Torchwood seemed to be loved and reviled by Doctor Who fans in equal and after 2011 was slowly fading into obscurity. Yes there were rumours of reunions, but the cast had moved on. Then in 2015 Everything Changes – Big Finish picked up the licence to produce audio adventures and Torchwood was back. A six episode first season has been commissioned followed swiftly by a second, and what better place to start than with the man himself, Captain Jack Harkness, played by John Barrowman, in a story called The Conspiracy, written by David Llewelyn.
Not full cast, but not really Companion Chronicle two-handers – a small cast with lots of narration, this story sees Jack (the rest of the team do not appear) investigate ex journalist and conspiracy theory superstar Wilson (John Sessions). You see, Wilson’s predictions and revelations about a mysterious alien “Committee” and the fact that they have been controlling the world from behind the scenes for as long as there has been life on earth, ring eerily true for Jack. He meets Wilson’s daughter Kate (Sarah Ovens) and conspiracy theory nut Sam (Dan Bottomley) in the course of his investigation, and these four are the total cast in the production.

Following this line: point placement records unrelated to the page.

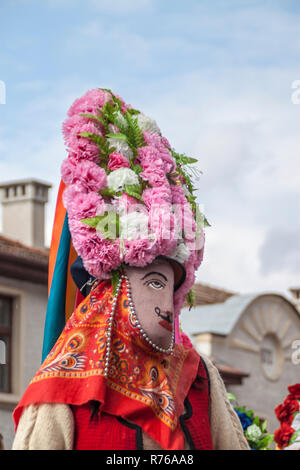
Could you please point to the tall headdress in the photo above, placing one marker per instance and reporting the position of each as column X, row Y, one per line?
column 126, row 198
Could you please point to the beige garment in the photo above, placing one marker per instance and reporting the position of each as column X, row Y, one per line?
column 51, row 426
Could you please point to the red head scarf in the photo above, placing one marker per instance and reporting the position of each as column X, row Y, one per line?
column 143, row 386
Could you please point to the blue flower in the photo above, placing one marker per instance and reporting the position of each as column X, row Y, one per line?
column 244, row 419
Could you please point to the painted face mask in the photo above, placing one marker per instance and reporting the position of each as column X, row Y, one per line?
column 152, row 290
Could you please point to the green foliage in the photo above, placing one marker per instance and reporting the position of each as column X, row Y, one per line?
column 102, row 143
column 191, row 298
column 134, row 190
column 255, row 433
column 108, row 224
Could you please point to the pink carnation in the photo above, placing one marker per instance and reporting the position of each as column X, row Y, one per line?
column 178, row 196
column 88, row 174
column 148, row 157
column 89, row 102
column 139, row 252
column 117, row 160
column 157, row 196
column 156, row 141
column 109, row 255
column 71, row 123
column 80, row 204
column 155, row 176
column 100, row 256
column 83, row 148
column 162, row 225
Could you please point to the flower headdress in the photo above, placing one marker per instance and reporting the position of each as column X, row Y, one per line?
column 129, row 195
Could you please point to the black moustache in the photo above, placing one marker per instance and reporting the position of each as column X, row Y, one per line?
column 164, row 317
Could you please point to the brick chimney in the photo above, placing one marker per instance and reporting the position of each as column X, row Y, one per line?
column 23, row 211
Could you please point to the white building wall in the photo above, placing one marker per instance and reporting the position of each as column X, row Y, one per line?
column 28, row 326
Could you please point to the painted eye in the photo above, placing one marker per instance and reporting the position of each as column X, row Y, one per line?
column 155, row 284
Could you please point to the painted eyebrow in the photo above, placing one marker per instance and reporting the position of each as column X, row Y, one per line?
column 154, row 272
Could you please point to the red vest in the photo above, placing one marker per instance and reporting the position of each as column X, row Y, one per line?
column 114, row 433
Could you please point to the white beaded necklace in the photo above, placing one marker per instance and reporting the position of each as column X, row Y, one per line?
column 169, row 350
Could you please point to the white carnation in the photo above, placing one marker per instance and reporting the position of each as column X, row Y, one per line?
column 253, row 432
column 147, row 124
column 181, row 253
column 118, row 179
column 134, row 225
column 121, row 147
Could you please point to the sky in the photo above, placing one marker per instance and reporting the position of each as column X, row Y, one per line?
column 218, row 78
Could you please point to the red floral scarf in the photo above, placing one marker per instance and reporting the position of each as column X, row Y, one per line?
column 143, row 386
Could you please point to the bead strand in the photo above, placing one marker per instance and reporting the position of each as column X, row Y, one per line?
column 109, row 329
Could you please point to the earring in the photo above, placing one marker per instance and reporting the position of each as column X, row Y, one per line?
column 169, row 350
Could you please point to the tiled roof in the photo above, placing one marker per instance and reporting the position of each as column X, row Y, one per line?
column 210, row 295
column 8, row 246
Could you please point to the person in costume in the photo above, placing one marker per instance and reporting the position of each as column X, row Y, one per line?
column 117, row 372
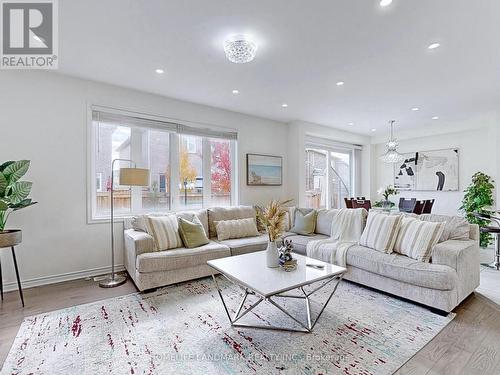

Barrowman gives us a very different Jack to the one we are used to seeing on TV; he has a harder edge, is less charming – more Daniel Craig than Roger Moore, if you get my drift – we also get no indication of when in the Torchwood timeline the story takes place.
It’s quite a slow-paced story for a season opener, and unfortunately it feels a bit familiar, we have seen stories like this many times before. In fact it feels very much like an episode of The X Files – grand conspiracy, aliens that have always been here, crosses and double-crosses, but it isn’t all that original. I hope I am proved wrong as the series progresses and the seeds planted in this story flower into great towering oaks of Torchwood legend.
It is very well acted, with John Sessions utterly convincing as Wilson, and Sam could so easily have been an annoying stereotypical conspiracy nut, but he is imbued with real character and depth. So, not the best start to the series, but several hooks which I hope will be played out over the next few months.